One of the main things I had to check for in the shoppers’ reports, aside from the usual errors in grammar, spelling and punctuation, was that they made certain to follow the strict rule of writing completely unbiased opinions. They were instructed to simply report the facts and not give any personal input.
For example, it wasn’t okay for a shopper to say, “The clerk was wearing too much makeup” because that would be a personal opinion. That’s because not everyone can agree how much is too much. Instead, shoppers were told to describe the clerk, such as, “She was wearing glittery blue eyeshadow, violet lipstick, dark red blusher and black eyeliner,” and then allow her boss to figure out for himself if it was “too much.”
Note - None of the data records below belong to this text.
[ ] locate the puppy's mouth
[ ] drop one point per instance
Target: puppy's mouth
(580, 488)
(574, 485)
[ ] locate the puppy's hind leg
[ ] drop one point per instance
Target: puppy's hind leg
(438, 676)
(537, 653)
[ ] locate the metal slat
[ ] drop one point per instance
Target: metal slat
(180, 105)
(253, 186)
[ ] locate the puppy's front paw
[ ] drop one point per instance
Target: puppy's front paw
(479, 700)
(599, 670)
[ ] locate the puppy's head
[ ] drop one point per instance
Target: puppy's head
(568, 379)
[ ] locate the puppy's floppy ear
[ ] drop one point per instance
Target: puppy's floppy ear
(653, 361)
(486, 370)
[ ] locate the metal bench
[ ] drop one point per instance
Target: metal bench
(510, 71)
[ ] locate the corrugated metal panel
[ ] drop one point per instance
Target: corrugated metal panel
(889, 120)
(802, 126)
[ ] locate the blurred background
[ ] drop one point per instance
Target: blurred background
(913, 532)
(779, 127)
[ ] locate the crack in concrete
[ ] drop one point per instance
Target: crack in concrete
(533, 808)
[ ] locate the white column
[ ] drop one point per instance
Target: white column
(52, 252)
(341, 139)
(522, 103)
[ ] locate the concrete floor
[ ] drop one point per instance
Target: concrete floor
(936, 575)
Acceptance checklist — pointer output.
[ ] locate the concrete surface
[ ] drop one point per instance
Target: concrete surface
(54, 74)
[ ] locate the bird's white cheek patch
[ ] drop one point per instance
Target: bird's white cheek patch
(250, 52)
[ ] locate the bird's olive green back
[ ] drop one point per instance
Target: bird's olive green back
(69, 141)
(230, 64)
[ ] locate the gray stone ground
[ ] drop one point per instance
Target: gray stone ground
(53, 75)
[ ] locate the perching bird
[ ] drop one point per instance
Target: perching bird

But I had to laugh when one shopper wrote, “The clerk was wearing an entire tube of lipstick.” He definitely made his point.
Another example of not giving a personal opinion was the answer to the ever-popular restaurant-question, “Was the menu clean?” Shoppers weren’t allowed to say the menu looked dirty or filthy because once again, that would be a personal opinion. They simply had to describe the condition of the menu and what could be seen on it (fingerprints, gravy spots, etc.).
One shopper wrote, “For every item listed in the menu, there was a corresponding splotch of food stuck on it that matched the description.”
Many of the shoppers really tried to push the limits of the rules, however. One man who was sent to a fast-food burger establishment was asked how long the line, if any, had been when he'd arrived. He wrote, “The line was SO long, if I hadn’t been getting paid to eat there, I wouldn’t have stood there even if I were suffering from Whopper withdrawal!”
That same shopper, when the form also asked him to describe the order-taker’s helpfulness, wrote, “She did everything but feed me grapes and fan me with palm fronds.”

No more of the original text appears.